It’s that time, seniors! Graduation is just around the corner and professors, parents, friends, etc. are asking you the same question: what’s the next step? You’re probably tired of the question, especially if you’re not entirely sure what that next step is. Along with the excitement of graduating, there seems to be an endless cycle of stress: saying goodbye, those wonderful student loans calling your name, job searching, and, oh yes, job interviews. First time interviews can toss your nerves into a jumble. You’re not looking for part time shifts at McDonald’s anymore. Hello, real world! Preparation time before the actual interview reduces your stress level and builds confidence more than you realize. Interested to learn how? Here are a few key tips on how to make a lasting impression.
Your resume plays an important role in this process, but how to spice it up the right way can be a little tricky. When you hand over that resume, employers are going to look for the qualifications they have put into the job description; make sure they find those credentials and include as many extra skills as possible. Show that you can do some difficult things. If you could have a second major that you don’t necessarily love but you can do it, it will be worthwhile on your resume. Make yourself stand out.
How do you stand out from all the others? Simple: reflect on your life/personality. What are the unique qualities that make you you? Why should people be interested in you? Let them know why. Most importantly, demonstrate how those unique qualities fit the job description you are interviewing for. It is helpful to have a few distinct, tight short stories (thirty seconds) about yourself that answer the question, that also give them a mental image of you doing the thing they want to understand about you. Provoke them to ask more questions. Develop a comfortable way to talk about yourself that doesn’t come across as self-centered.
That said, it is important to know when to stop talking. Answer the question deliberately in a professional manner and avoid babbling. Try sitting down with a friend or a faculty member that will give you honest feedback and practice answering questions. If you don’t feel comfortable practicing with other people, trying recording yourself. It’s hard to watch yourself on video, but this is a wonderful tool for learning where you need to make improvements. Practice speaking slowly, making eye contact, and being intentional with what you are doing.
As you practice, consider the questions you may be asked and learn what you can about the company. Explore their organizational values and learn their language. They will know if you have done your homework and they will appreciate that. Expect to give your strengths and weaknesses, but be careful not to highlight a weakness as a liability. Frame it in a way that comes across professionally. Keep in mind the challenges you’ve faced, as well as failures and accomplishments. Questions may pop up on these topics. Consider what ideas, tasks, or values you could bring to the job. They are testing to see how well you have been trained in the field, so be able to converse about their organization.
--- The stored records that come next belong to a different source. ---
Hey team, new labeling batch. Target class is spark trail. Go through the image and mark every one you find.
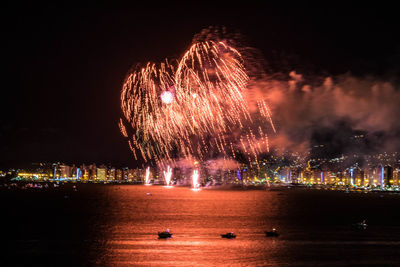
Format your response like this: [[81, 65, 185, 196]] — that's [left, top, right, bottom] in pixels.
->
[[120, 32, 275, 167], [192, 169, 199, 189], [145, 167, 151, 185], [163, 165, 173, 186]]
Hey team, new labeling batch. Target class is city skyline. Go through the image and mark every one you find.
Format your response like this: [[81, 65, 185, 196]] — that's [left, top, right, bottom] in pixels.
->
[[5, 150, 399, 189]]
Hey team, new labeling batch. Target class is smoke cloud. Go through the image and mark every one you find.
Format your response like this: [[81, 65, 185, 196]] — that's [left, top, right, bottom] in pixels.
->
[[246, 71, 400, 156]]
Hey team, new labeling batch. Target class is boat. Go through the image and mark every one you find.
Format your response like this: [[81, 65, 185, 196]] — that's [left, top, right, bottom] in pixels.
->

It’s also a good idea to come to the interview with questions. Stay away from pay and time off and the nuts and bolts of the job. Instead, ask about their values. What do they find meaningful about their job? Ask what they are hoping to gain in a new hire. What do they not want to lose if you are replacing someone? Coming to the interview with questions not only gives you a good sense of their expectations, it shows you’ve put serious thought into the job, highlighting your interest.
These are a few sure ways to get you started on the right foot. Practice to boost your confidence. Soon it will come naturally and you’ll feel at ease walking into your next interview.